Tuesday, May 15, 2007

Neoliberalism Part 1|(global social pathogen)

I had the following list of Neoliberalism traits presented to me recently and it is derived from an article entitled: What is Neoliberalism? A Brief Definition for Activists. So let me go through them one at a time and express my thoughts:
1. THE RULE OF THE MARKET. Liberating "free" enterprise or private enterprise from any bonds imposed by the government (the state) no matter how much social and environmental damage this causes.

Yes, liberating but not completely "Free" but more like "Freer" as Jagdish Bhwagwati would say. And NO-ONE wants no bonds, only sensible ones vs. like financial repression.
2. CUTTING PUBLIC EXPENDITURE FOR SOCIAL SERVICES like education and health care. REDUCING THE SAFETY-NET FOR THE POOR

Strange nothing I read indicates that sort of intentions.

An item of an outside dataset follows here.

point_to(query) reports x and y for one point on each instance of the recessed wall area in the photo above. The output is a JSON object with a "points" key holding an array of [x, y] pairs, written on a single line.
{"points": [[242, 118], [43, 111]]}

Now of course the IMF denies that it supports Neoliberalism but it opponents seem to say that they do, but...
Social Issues
The program seeks to protect the living standards of the most vulnerable social groups. Spending on social safety net programs will be increased by 1 percent of GDP in 1996. A transportation subsidy was introduced to avoid an immediate increase in public transportation fares resulting from the rise in gasoline prices, and the social safety net will be improved further with the assistance of the World Bank and the Inter-American Development Bank.Press Release: IMF Approves Stand-By Credit for Venezuela

Now of course this is just one example but the IMF has shown an interest in the social safety net as soon as 96 as this shows.
3. DEREGULATION. Reduce government regulation of everything that could diminish profits, including protecting the environment and safety on the job.

Yes, it is true that many of the policies are aimed at reducing regulation not necessarily the elimination of regulations. It may be that we can not explain what bad regulation is but we sure can tell what it is when we see it-again like Financial Repression.
4. PRIVATIZATION. Sell state-owned enterprises, goods and services to private investors.

Yes, but under a realization that there needs to sold at a decent price. And no where have I seen that all state owned enterprises must go, mostly ones that are draining resources from the government that could actually help the poor more effectively.
5. ELIMINATING THE CONCEPT OF "THE PUBLIC GOOD" or "COMMUNITY" and replacing it with "individual responsibility."

No, public good or the commons is there in every society. And I do not see anyone advocating these points.

And now let us see what the Policies Advanced by Neoliberalism are.
The definitive statement of the concrete policies advocated by neoliberalism is often taken to be John Williamson's[3] "Washington Consensus" , a list of policy proposals that appeared to have gained consensus approval among the Washington-based international economic organizations (like the IMF and World Bank). These reforms are described by Dani Rodrik[4] as:

* Fiscal rectitude, meaning that governments would cut expenditures and/or raise taxes to maintain a budget surplus

OK, so sound Fiscal discipline. And no mention about where and how cuts to expenditures are to be made. Silva when he came into office cut the defense spending budget. The IMF also helps with devising tax schemes that will be the least distorting to the market and at the same time widen the tax base.
# Competitive exchange rates, whereby governments would accept market-determined exchange rates, as opposed to implemented government-fixed exchange rates, as had prevailed under the Bretton Woods System

Yes the IMF has been promoting this, and many do not follow their advice (Venezuela). But it must be pointed out that the BWS or more specifically the IMF was established primarily to establish the Fixed Exchange regime tied to a stable US dollar. Without fixed exchange rates then much of the reasons for the IMF also disappears.
In accordance with the above, to shorten the duration and lessen the degree of disequilibrium in the international balances of payments of members. (Article I - Purposes IMF)

No balance of payment problems if a country is on a floating exchange rate.
Free Trade, which means the removal of trade barriers, like tariffs and regulatory trade barriers

Yes, that sounds good, but must be realized that gradualism is probably the better option than shock therapy. Isolationist Ignorance in Action summarizes some of what I feel about isolationists especially Lou Dobbs.
Privatization, which means the transfer of previously-public-owned enterprises to the private sector.

Again this can be very good for the government, especially money losing enterprises that free markets can handle better.
Undistorted Market Prices, meaning that governments would refrain from policies that would alter market prices

For example Financial Repression, but again drastic changes overnight can disrupt the market, so gradualism and sequencing may be more important than getting there the fastest.
Limited Intervention, which the exception intervention designed to promote exports, education or infrastructural development.

Yes, and most include also a safety net for those displaced and/or are poor.

Well nothing to me indicates a "Global Social Pathogen".